Re: Quicksql

2020-03-02 Thread Siyuan Liu
Hi, everyone:

Glad to see a lot of old friends here. Quicksql is a project born in early
2019. It was designed to solve the problem of long and complex work flow in
the big data field with many data sources, many compute engines, and many
types of syntax. The core idea is `Connect All Data Sources with One Extra
Parsing Cost`.

Because it involves standard SQL parsing, we finally chose Calcite as the
parsing engine that has the best SQL compatibility. Thanks to the excellent
architecture and toolkits provided by Calcite, Quicksql has made some
extensions on this basis and made more logical plans Rich definitions
enable single data source and multi-source queries to be described. For
single data sources, an end-to-end connection query is directly
established, and for multiple data sources, logical plans are divided and
pushed down, final interpreted as the code of the compute engine (such as
Spark, Flink) with distributed computing capabilities for data merge.

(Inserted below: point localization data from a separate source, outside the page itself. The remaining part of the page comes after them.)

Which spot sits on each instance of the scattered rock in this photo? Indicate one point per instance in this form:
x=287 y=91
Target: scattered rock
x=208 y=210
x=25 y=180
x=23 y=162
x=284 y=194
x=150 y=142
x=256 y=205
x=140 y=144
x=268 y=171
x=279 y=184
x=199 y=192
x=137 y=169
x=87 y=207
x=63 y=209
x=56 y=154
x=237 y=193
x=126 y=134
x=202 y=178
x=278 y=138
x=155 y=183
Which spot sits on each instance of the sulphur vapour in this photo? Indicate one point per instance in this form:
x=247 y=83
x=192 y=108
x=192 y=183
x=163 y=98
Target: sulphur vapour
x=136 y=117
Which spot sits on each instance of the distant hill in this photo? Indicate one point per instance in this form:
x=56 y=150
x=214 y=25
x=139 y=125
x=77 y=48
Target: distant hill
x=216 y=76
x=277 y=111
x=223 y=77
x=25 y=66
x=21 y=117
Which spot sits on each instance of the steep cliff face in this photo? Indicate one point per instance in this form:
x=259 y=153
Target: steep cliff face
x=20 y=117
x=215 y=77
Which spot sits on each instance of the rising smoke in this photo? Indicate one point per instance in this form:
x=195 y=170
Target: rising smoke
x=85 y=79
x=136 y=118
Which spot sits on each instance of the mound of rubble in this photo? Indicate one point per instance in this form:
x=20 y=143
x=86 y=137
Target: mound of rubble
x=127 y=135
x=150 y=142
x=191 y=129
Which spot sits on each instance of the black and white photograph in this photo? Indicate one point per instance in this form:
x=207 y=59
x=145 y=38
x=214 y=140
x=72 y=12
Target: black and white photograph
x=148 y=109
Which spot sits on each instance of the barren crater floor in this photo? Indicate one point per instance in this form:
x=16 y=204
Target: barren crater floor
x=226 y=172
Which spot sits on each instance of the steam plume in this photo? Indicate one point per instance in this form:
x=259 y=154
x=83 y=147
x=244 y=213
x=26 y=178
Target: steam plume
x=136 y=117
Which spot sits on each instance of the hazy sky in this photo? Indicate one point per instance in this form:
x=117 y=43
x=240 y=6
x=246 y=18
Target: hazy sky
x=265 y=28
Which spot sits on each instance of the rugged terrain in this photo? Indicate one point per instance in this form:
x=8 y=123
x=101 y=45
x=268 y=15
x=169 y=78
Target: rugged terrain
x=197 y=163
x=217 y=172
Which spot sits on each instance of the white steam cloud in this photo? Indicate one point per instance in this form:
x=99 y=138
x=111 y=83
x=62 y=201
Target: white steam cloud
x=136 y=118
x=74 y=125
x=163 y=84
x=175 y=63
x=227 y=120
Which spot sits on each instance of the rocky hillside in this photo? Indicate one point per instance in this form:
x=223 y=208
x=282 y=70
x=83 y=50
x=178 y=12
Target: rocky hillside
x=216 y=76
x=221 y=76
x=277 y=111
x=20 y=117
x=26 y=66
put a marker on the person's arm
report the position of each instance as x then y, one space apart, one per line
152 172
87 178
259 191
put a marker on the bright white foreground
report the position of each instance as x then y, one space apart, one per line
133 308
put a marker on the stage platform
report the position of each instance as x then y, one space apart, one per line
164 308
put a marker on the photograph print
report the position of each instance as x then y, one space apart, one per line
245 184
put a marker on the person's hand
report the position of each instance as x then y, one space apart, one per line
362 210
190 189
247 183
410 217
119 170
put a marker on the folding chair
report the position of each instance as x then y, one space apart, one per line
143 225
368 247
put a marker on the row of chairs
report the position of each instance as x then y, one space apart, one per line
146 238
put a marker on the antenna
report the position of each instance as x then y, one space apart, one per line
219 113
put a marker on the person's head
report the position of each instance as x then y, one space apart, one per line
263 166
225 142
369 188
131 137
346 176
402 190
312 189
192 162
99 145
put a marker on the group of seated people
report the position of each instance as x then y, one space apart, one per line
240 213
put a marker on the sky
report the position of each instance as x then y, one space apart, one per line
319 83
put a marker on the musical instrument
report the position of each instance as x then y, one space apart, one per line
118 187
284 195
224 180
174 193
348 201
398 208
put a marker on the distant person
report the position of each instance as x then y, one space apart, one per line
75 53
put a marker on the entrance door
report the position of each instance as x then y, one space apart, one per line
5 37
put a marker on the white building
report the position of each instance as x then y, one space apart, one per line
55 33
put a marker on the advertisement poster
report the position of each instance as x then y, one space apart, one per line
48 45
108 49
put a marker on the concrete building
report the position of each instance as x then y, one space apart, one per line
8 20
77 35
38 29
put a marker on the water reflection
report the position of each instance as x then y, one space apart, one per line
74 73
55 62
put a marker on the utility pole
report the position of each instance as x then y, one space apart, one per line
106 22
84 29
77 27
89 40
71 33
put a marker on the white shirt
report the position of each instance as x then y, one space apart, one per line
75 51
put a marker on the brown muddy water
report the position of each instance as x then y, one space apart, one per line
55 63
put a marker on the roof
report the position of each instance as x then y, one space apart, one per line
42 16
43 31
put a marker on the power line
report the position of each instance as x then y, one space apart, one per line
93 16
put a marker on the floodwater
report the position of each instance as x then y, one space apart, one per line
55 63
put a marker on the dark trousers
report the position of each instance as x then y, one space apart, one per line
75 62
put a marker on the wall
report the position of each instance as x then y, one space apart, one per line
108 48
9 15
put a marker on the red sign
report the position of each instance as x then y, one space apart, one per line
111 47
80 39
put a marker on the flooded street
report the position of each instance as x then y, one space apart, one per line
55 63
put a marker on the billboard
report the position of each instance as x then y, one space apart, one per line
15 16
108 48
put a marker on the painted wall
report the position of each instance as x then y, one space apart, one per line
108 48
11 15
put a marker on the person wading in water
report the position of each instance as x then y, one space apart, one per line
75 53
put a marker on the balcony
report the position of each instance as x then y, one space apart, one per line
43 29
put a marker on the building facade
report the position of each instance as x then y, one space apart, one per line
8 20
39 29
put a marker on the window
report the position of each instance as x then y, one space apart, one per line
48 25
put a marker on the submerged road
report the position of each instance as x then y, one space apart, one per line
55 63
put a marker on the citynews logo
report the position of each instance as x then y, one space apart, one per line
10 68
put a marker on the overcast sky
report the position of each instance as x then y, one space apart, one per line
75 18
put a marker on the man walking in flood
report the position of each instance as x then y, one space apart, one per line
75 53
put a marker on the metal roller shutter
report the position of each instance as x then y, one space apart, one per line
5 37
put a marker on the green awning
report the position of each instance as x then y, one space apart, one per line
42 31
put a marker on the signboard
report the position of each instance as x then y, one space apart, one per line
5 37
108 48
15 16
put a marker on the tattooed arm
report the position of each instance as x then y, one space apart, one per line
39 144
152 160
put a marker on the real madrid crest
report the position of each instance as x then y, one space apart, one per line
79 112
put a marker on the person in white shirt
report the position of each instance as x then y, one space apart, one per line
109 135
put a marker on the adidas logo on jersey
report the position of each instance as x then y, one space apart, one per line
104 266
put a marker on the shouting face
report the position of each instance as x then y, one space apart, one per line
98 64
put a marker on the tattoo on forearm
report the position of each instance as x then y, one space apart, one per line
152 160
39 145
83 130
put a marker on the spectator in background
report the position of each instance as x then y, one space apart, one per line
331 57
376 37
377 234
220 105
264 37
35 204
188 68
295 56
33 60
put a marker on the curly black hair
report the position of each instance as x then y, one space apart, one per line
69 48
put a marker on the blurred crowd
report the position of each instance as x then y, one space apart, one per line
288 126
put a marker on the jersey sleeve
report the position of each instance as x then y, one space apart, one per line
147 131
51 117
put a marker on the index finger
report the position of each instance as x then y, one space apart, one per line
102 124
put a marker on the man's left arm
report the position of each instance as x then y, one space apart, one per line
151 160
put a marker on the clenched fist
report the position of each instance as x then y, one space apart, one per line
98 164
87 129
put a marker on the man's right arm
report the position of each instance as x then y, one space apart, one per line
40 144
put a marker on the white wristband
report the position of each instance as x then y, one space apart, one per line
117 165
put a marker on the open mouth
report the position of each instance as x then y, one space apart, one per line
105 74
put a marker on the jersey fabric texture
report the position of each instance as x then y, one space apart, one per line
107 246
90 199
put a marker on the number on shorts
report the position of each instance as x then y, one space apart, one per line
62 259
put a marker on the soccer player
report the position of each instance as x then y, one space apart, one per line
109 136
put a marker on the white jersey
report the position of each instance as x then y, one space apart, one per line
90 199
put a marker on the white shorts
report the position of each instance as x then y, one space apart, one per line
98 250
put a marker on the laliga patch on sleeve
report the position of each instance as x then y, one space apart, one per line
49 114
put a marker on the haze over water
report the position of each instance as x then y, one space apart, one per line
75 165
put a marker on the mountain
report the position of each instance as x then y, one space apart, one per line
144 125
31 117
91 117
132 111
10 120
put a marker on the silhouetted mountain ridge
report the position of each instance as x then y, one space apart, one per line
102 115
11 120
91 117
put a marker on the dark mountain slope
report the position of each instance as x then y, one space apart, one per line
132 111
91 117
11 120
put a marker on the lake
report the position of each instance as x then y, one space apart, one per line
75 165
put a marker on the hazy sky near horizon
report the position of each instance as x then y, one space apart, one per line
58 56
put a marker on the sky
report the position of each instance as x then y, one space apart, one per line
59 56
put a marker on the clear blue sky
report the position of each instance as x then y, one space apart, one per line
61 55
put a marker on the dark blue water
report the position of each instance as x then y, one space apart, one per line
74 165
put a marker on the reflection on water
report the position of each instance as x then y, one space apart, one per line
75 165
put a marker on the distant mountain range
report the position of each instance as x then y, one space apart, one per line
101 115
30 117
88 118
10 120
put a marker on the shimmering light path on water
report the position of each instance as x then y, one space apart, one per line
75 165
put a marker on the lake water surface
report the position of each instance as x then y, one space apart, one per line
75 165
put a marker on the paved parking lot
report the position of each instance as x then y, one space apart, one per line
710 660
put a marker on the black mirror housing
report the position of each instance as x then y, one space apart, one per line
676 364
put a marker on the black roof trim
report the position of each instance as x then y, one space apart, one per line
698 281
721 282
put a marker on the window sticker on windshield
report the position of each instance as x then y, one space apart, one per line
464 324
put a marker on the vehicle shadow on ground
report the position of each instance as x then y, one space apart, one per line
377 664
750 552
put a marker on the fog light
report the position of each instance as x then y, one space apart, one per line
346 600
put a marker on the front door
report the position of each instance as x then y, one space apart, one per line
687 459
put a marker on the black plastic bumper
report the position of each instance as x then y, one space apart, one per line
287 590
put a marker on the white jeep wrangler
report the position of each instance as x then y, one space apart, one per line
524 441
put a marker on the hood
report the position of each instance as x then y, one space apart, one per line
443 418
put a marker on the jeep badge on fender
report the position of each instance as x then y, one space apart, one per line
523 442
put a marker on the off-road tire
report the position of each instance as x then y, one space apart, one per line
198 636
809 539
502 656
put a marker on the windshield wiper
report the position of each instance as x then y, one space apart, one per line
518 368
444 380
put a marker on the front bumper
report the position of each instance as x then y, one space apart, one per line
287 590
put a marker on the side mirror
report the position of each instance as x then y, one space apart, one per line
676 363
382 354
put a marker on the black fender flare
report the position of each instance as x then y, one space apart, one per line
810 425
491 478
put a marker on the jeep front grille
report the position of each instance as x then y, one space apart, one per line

Based on this design, Quicksql makes extensive use of the ability of
Calcite Adapter \ Dialect \ UDF to provide syntax adaptation compatibility
for various data sources and compute engines, and also uses Avatica as a
JDBC protocol. We are very grateful for the excellent artwork provided by
the Calcite community.

At the beginning of the project, Quicksql was confused about the
application areas. After one year of polishing, Quicksql has successfully
applied two areas:
1. Interactive Query Engine: Provides big data interactive query and BI
analysis with standard SQL syntax, and response time is in seconds to
minutes.
2. ETL Compute Engine: SQL-based ETL for multi-data source, which can use
optimization capabilities of SQL for data cleaning \ transformation \ join,
etc.
In the future, we will also focus on dynamic engine selection, so that
engines such as Hive, Spark, and Presto can run more suitable SQL.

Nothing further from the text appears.